To further confirm the effect of CPT2 silencing on the crosstalk between adipocytes and macrophages, macrophage-adipocyte co-culture was performed. Similarly, CM from the SIRT3OE adipocytes obviously reduced the mRNA expression of pro-inflammatory macrophage markers (Tnf-α, Il-6, Il-1β, iNos and Mcp-1), when compared with CM from the vector adipocytes (Fig. 9H‒L). Surprisingly, compared with the CM from the vector adipocytes, CM from the CPT2KD adipocytes remarkably upregulated the mRNA expression of pro-inflammatory macrophage markers in BMDMs, whereas CM from the SIRT3OE-CPT2KD adipocytes partially reversed these changes (Fig. 9H‒L). The nuclear factor-κB (NF-κB) signaling pathway is a central regulator orchestrating inflammatory activation [50]. Thus, the NF-κB signaling pathway was investigated. As shown in Fig. 9M, incubation with CM from the vector adipocytes enhanced the phosphorylation of IKKα/β, IκBα, and p65, suggesting activation of NF-κB signaling pathway, which was partially reversed by CM from the SIRT3OE-CPT2KD adipocytes. Taken together, adipocyte-expressed SIRT3 orchestrates BMDM polarization through regulating CPT2 activity and suppressing NF-κB signaling pathway.
Discussion
Mounting evidence implicates that obesity represents a state of long-term, low-grade inflammation, and ATMs are a significant contributor to systematic inflammation and dysfunctional insulin action in obese individuals [51]. The utilization of FAs, especially FAO, is vital to understand the contribution of lipid metabolism to inflammation, in contrast to lipotoxicity in the case of lipid overload and excessive accumulation [52]. SIRT3 has been implicated in various metabolic-related diseases, through directly deacetylating multiple enzymes in mitochondrial metabolism [53]. In addition, recent studies have indicated that SIRT3 deficiency exacerbated pro-inflammatory cytokine production [54, 55]. Herein, we uncovered that AT expressed SIRT3 reduces macrophage infiltration and prevents macrophage polarization towards pro-inflammatory state, thus attenuating systemic inflammation and improving insulin sensitivity in HFD feeding environments. Considering lower SIRT3 expression/activity and more pronounced inflammation in AT of obese patients, these findings have significant clinical implications. Enhancing SIRT3 level and/or mimicking its activity in AT could offer hope for more effective and targeted interventions to ameliorate systematic inflammation and combat obesity-related metabolic diseases. While direct SIRT3 activators are not yet clinically available, recent studies supported that SIRT3 activators reduced chronic inflammation and improved IR, such as berberine [36], honokiol [56] and guttiferone J [57]. Therefore, effective SIRT3 activators targeting AT could be promising drug candidates against obesity-associated metabolic disorders.

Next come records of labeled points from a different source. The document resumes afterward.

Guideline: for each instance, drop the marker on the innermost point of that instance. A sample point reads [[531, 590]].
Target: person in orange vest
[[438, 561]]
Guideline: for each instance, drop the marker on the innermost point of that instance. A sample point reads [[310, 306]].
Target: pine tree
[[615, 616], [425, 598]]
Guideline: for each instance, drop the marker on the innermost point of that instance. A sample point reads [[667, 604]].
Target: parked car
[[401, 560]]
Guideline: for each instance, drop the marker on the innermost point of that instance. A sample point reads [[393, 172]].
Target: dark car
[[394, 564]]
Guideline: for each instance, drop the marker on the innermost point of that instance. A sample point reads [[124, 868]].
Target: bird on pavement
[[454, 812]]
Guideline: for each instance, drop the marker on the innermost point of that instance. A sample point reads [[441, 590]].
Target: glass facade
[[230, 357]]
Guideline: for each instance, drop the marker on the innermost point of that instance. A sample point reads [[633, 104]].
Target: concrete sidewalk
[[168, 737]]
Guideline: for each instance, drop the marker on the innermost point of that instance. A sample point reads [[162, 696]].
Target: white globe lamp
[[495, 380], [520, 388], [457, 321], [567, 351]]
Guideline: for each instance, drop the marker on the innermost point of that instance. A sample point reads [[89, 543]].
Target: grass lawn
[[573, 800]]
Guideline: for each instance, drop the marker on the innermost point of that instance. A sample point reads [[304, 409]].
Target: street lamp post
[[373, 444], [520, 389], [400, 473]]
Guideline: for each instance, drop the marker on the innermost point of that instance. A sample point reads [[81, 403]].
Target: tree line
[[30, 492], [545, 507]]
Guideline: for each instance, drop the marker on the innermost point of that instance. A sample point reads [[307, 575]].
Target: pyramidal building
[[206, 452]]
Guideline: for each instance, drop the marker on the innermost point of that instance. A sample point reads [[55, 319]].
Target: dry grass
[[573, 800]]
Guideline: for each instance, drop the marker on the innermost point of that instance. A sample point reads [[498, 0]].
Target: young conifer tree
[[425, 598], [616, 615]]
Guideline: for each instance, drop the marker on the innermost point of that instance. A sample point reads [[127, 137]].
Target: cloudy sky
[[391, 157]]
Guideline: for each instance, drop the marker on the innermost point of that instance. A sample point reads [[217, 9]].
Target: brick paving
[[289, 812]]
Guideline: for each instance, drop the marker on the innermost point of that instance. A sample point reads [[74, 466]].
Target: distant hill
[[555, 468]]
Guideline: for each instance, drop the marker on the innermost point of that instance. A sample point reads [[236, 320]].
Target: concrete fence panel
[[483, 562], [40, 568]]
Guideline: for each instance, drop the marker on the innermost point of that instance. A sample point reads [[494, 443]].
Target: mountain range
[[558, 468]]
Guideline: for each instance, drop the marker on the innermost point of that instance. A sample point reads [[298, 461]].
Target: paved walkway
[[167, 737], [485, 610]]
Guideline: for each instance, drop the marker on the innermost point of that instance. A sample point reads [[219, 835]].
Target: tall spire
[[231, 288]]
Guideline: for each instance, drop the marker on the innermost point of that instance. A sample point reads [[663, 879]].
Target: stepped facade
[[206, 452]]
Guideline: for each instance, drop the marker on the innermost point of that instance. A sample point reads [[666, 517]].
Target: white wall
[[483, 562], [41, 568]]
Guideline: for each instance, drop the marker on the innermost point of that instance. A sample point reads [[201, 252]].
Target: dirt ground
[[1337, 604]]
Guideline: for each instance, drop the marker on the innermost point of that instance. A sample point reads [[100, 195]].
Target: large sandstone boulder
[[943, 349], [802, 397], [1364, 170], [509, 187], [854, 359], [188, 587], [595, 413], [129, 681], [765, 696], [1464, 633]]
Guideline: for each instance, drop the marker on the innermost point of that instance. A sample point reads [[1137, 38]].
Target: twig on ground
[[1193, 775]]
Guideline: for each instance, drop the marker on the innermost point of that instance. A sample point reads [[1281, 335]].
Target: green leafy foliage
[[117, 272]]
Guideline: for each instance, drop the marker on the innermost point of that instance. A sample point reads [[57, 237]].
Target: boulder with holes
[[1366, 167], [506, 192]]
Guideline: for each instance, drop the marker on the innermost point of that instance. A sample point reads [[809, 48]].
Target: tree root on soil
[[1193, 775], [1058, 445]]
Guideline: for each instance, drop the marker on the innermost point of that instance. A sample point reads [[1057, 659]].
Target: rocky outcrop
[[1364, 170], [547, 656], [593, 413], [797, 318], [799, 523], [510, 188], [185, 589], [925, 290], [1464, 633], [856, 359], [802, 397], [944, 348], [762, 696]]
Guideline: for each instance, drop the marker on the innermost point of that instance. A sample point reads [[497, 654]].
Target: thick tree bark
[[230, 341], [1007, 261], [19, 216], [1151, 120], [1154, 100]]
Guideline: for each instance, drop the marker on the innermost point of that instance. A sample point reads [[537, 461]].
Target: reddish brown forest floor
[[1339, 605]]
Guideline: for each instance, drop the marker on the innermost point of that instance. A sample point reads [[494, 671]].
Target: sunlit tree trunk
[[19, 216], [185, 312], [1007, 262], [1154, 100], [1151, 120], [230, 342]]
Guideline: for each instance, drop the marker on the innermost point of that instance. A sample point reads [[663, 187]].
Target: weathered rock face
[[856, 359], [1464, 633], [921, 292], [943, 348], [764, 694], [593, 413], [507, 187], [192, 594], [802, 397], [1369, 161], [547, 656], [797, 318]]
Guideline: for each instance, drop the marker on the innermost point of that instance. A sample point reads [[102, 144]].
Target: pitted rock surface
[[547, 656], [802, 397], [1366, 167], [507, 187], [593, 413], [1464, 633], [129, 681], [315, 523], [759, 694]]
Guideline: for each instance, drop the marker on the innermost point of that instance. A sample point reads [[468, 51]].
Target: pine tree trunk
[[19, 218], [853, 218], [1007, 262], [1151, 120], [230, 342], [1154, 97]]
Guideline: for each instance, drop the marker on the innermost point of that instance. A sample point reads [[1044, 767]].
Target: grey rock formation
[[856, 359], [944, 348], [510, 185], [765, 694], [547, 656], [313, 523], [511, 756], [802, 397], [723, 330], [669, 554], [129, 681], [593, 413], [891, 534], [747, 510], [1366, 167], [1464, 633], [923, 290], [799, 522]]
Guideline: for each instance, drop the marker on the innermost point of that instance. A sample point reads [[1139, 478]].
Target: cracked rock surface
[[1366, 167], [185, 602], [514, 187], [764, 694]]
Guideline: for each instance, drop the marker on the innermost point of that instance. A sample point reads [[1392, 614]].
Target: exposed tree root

ATMs are strongly associated with AT metabolism and endocrine homeostasis [58]. A growing body of data evidence suggested that the arrangement of macrophages in a crown-like structure (CLS) around dying adipocyte exhibits features of necrosis in obese subjects [59]. The pro-inflammatory cytokines are excessively secreted from WAT in either genetic-based or diet-induced obese mice, which in turn interrupt insulin action in adipocytes, contributing to the onset and development of insulin resistance [60]. In HFD-fed mice, AT-SIRT3OE mitigated the secretion of inflammatory cytokines and chemokines from eWAT, thereby improving systemic inflammation and insulin sensitivity.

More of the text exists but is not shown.